= 19 East 64th Street =

Historic building in Manhattan, New York

19 East 64th Street

The Wildenstein & Company Building is an edifice that stands at 19 East 64th Street, near Madison Avenue on the Upper East Side of Manhattan in New York City. It is five stories tall and was completed in early 1932. The building was designed in French 18th-century style by Philadelphia, Pennsylvania, architect Horace Trumbauer. Its facade is made of limestone.

The Wildenstein art firm was located in the former Vanderbilt house at 647 Fifth Avenue, between 51st and 52nd Streets, for several years prior to the structure's completion. The Charles F. Noyes Company arranged a five-year extension of a $545,000 mortgage at 5% in June 1932.

In October 1993, Wildenstein & Company purchased 49% of the Pace Gallery; the Wildenstein gallery remained at the Wildenstein Building, and Pace's SoHo branch at 142 Greene Street also became part of the combined business. In April 2010, the combined gallery announced it was splitting, and Pace bought out Wildenstein's 49%.
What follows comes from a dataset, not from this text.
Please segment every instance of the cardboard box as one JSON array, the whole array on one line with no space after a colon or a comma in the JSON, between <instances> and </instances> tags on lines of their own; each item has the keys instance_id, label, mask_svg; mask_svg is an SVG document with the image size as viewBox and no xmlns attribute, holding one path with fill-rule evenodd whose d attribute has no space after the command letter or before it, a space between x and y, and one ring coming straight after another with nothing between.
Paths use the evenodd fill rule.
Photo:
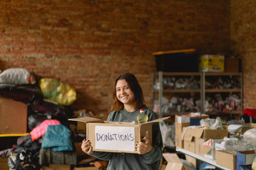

In 1997 the house had up to 11 members of the Wildenstein family living in it at any one time, leading art dealer Harry Brooks to humorously call the house the "most expensive tenement in Manhattan". The government of Qatar planned to buy the house for $90 million in 2014 and operate it as a consulate. The Russian businessman Len Blavatnik, who had planned to buy the house, sued David Wildenstein, believing that the Wildenstein family had reneged on a promise to sell Blavatnik the property for $79 million. A judge rejected the suit in March 2017, stating that the verbal agreement was not legally binding.

In April 2017 it became the most expensive townhouse ever sold in Manhattan when it was sold for $79.5 million. The building was sold again in February 2018 to Blavatnik for $90 million. The Skarstedt Gallery announced plans in January 2019 to move into the house. Since 2023, it has housed Lévy Gorvy Dayan's flagship gallery.